Shamonsky, who had been seated just inside the door when he was escorted out, at first lingered in the hallway outside the meeting room, then could be glimpsed through the slats of the window blinds, pacing around in front of the municipal building.

The room quieted as the supervisors began their meeting, which included voting 2-1 to expand part-time clerk Marie Skripnek's position from part-time to full-time with benefits, to hire Mark Betz as a part-time police officer at $12 an hour and to shift the police health insurance provider from Blue Cross to Health America.

The change in Skripnek's status, ratified by a 2-1 vote with Supervisor Shawn Gilbert opposing, prompted questions from resident Kathy Schimpf. Skripnek had been hired at the supervisors' Jan. 4 reorganization meeting at $10.50 an hour.

Schimpf wanted to know why the full-time position had not been advertised, and what duties had been added to require the additional 10-12 hours a week.

Simchak said the hours are needed to perform work that accompanies grants and other projects the township has been doing.

"There is a need there for a person 40 hours," he said. "We're looking at the same hourly wage, plus benefits."

Schimpf said a full-time job may draw differently-qualified applicants than for a part-time job.

Gilbert said he opposed the expansion because the township already pays its engineers and other professionals to handle grant work. Simchak said there is additional work associated with the grants that justifies the hours.

In other matters Monday, Jeanine Motroni asked why letters from the township's Concerned Citizens group had yet to be answered.
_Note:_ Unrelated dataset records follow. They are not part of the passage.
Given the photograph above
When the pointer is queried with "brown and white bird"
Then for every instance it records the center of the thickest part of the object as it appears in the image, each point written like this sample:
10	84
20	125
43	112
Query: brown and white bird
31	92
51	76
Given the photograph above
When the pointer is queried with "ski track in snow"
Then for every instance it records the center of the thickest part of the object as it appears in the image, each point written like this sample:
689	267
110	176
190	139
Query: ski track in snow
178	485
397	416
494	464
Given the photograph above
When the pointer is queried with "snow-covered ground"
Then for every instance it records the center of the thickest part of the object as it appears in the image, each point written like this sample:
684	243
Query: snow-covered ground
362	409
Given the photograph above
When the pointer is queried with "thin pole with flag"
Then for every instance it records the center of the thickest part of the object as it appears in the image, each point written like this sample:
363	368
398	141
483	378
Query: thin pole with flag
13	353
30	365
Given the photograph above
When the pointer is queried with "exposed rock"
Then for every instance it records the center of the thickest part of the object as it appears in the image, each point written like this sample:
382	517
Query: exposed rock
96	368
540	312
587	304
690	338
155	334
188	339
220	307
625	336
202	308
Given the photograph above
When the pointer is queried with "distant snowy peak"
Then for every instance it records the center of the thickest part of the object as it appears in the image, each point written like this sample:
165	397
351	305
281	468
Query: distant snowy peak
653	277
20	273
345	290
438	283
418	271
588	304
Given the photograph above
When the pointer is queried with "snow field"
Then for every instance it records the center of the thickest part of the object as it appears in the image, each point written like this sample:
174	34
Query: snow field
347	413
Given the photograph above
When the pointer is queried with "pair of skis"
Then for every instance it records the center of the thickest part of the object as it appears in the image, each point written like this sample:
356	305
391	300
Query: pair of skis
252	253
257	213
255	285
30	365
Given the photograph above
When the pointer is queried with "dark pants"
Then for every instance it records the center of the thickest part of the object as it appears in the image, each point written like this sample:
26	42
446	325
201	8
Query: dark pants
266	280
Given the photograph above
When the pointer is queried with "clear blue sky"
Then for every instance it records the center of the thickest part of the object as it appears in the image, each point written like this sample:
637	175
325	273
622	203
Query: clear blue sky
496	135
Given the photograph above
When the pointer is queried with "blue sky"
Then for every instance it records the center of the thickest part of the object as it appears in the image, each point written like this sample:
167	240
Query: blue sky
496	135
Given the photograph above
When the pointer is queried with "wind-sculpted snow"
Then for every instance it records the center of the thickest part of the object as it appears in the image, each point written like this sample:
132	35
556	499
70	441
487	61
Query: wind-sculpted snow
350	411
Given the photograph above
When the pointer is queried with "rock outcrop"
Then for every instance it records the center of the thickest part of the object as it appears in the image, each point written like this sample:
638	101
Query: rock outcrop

Supervisor Robert Leibensperger Jr. said it can take some time for the correspondence to reach the people who can best answer it. Simchak said some of the questions take time to research.

Resident Steve Behun pressed supervisors and police about a teenager he said is riding an all-terrain vehicle in the dark on Hometown Avenue. He said he's reported ATV problems for a year to no avail.

He said the last time he called was after dark Friday evening when an ATV rider "came out of the woods from Kahler Hill, straight down, smack-dab in the middle of Hometown Avenue. The rider rode on Eli Street and through Miller's baseball field to his house.

Behun said he knows who the rider is, and that he is under age 16, and was riding without headlights.

"There were cars tooting their horns at him," Behun told supervisors.

Behun said he was told by Cpl. Duane Frederick that the boy had been given permission by Frederick to ride on the street to reach a field as long as there were no complaints.

Frederick said that he told the boy "if we don't get complaints, it's ok. But if we do get complaints then we were going to enforce all the laws."

Frederick said police spoke with Behun after he complained, but that Behun could not positively identify the culprit.

"You said, 'I think it's him'. We can't go to court and say 'I think it's him',' he said.

Behun said he knows the ATV, the rider's physique and his helmet and saw him ride the vehicle to his house.

"It needs to stop. The police cannot give permission to these children to ride on the street."